For many nonprofit organizations, understanding the legal obligations and industry recommended practices is difficult and burdensome when they are focusing their primary efforts on pursuing their nonprofit missions. To lighten the burden, nonprofit associations and independent organizations have developed and shared principles and practices to help guide nonprofits in their operations, maximize their mission-related impact, and minimize their risk of noncompliance. Three such sets of principles were discussed and summarized on a panel titled, "Report on Updated Industries Standards: 2015 Principles of Good Governance; Standards for Excellences; Council on Foundations National Standards."

The Independent Sector's Principles for Good Governance and Ethical Practice, which outline 33 principles of sound practice for charitable organizations and foundations in the areas of legal compliance and public disclosure, effective governance, strong financial oversight, and responsible fundraising, was developed in 2007 and updated in 2015 to reflect changes in the law as well as new circumstances in which charitable organizations and foundations function.

The National Standards for U.S. Community Foundations (National Standards) is an accreditation program that promotes operational effectiveness to foster excellence in community philanthropy.

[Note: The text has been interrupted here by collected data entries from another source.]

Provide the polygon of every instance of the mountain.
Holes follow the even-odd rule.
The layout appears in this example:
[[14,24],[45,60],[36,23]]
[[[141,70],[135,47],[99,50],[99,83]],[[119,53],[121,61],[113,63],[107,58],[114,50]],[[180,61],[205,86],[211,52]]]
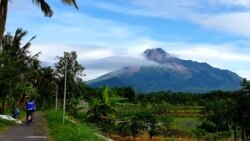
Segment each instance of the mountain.
[[161,48],[147,49],[142,55],[158,65],[123,67],[87,83],[92,87],[132,86],[140,92],[208,92],[240,88],[242,78],[231,71],[182,60]]

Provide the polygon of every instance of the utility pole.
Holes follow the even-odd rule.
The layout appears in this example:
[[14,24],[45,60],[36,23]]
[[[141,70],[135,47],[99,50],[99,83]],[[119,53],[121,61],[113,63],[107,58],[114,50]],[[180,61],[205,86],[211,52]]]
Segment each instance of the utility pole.
[[63,124],[65,119],[65,108],[66,108],[66,80],[67,80],[67,61],[65,61],[65,74],[64,74],[64,96],[63,96]]
[[58,101],[58,85],[56,84],[56,111],[57,111],[57,101]]
[[57,111],[57,101],[58,101],[58,85],[56,82],[52,81],[51,84],[55,84],[56,86],[56,105],[55,105],[55,110]]

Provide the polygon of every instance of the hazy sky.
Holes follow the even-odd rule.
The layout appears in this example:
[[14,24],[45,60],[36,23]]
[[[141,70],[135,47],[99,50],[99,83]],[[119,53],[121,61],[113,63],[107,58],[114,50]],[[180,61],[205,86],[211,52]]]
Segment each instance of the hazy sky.
[[250,0],[77,0],[79,10],[47,1],[52,18],[32,0],[12,0],[6,31],[21,27],[26,40],[36,35],[31,50],[44,62],[76,51],[85,80],[148,64],[139,55],[159,47],[250,78]]

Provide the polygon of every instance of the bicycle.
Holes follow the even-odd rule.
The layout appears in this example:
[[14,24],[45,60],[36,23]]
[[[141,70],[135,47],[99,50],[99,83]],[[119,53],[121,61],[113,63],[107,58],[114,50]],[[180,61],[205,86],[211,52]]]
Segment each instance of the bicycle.
[[31,111],[27,111],[26,123],[28,126],[32,123],[33,116]]

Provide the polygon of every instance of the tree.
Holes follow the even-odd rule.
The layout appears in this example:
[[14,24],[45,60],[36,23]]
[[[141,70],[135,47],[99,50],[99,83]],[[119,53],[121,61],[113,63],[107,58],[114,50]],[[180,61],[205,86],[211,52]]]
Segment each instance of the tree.
[[234,102],[231,99],[208,101],[202,110],[202,114],[209,121],[216,125],[216,132],[229,130],[229,123],[232,119],[231,109]]
[[145,122],[144,122],[144,114],[141,114],[141,113],[136,113],[131,121],[130,121],[130,124],[128,125],[132,135],[133,135],[133,138],[134,138],[134,141],[135,141],[135,138],[136,138],[136,135],[138,134],[141,134],[143,132],[143,130],[145,129]]
[[170,129],[171,122],[173,122],[173,117],[162,116],[159,119],[160,131],[166,137],[168,135],[168,131]]
[[78,63],[77,54],[75,51],[64,52],[63,57],[57,57],[59,62],[56,63],[55,73],[58,77],[64,76],[65,64],[67,64],[67,78],[69,81],[81,82],[82,76],[84,76],[84,67]]
[[136,100],[136,93],[132,87],[115,88],[117,94],[121,97],[127,98],[129,102]]
[[53,94],[56,90],[54,83],[58,83],[56,79],[54,69],[51,67],[40,67],[37,71],[33,71],[31,75],[34,85],[38,88],[39,99],[37,104],[43,107],[51,107],[52,103],[54,106],[55,95]]
[[[64,88],[64,76],[65,76],[65,66],[67,66],[67,97],[71,101],[71,103],[67,103],[67,106],[69,109],[76,109],[75,102],[80,102],[80,100],[77,100],[77,98],[81,94],[81,85],[83,84],[82,76],[84,76],[83,71],[84,67],[78,63],[77,61],[77,54],[75,51],[72,52],[64,52],[63,57],[58,57],[59,62],[56,63],[55,67],[55,74],[58,79],[58,85],[61,89],[59,89],[59,93],[63,93]],[[61,99],[63,99],[63,95],[61,96]],[[74,102],[73,102],[74,101]],[[74,103],[74,104],[73,104]],[[76,113],[75,111],[72,111],[72,113]]]
[[88,116],[93,121],[107,121],[109,116],[116,111],[115,105],[123,100],[116,94],[112,95],[112,91],[108,87],[103,87],[101,94],[89,102]]
[[150,141],[152,137],[160,133],[161,125],[158,124],[155,116],[150,112],[138,112],[134,114],[130,121],[121,122],[118,125],[118,130],[122,135],[132,134],[134,141],[138,134],[147,131],[149,134]]
[[157,123],[156,118],[152,114],[144,116],[146,122],[146,130],[149,134],[149,140],[152,140],[152,137],[159,134],[160,125]]
[[234,122],[242,128],[242,138],[247,141],[250,130],[250,82],[242,81],[242,90],[239,92],[235,108]]
[[[0,0],[0,49],[2,46],[2,40],[7,20],[8,4],[10,0]],[[63,4],[73,5],[78,9],[76,0],[61,0]],[[53,11],[46,0],[32,0],[33,4],[37,5],[46,17],[51,17]]]
[[36,88],[27,79],[31,72],[31,64],[36,60],[39,53],[31,56],[29,47],[32,37],[24,46],[21,40],[27,34],[22,29],[17,29],[14,37],[10,34],[5,36],[3,50],[0,52],[0,97],[2,99],[2,112],[5,110],[7,101],[20,102],[25,96],[36,95]]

It is administered by the Community Foundation National Standards Board, a Type I supporting organization of the Council on Foundations. The most recent updates, which took effect in January 2015, morphed the former 41 standards into 26 clear and streamlined standards, promoting accountability and setting consistent expectations among community foundations. The resulting accreditation, the National Standards Seal, serves as evidence of credibility and trustworthiness among donors, as well as distinction from entities that provide similar community foundation services.

The Standards for Excellence Institute promotes high standards of ethics and accountability in nonprofit governance, management, and operations. It offers an accreditation program for nonprofit organizations demonstrating that they recognize and abide by the Standards for Excellence: An Ethics and Accountability Code for the Nonprofit Sector (the Code). The Code, which was recently updated in 2014, consists of 6 Guiding Principles across 27 different topic areas, with specific performance benchmarks that characterize effective, ethical, and accountable organizations.

The content of this article is intended to provide a general guide to the subject matter. Specialist advice should be sought about your specific circumstances.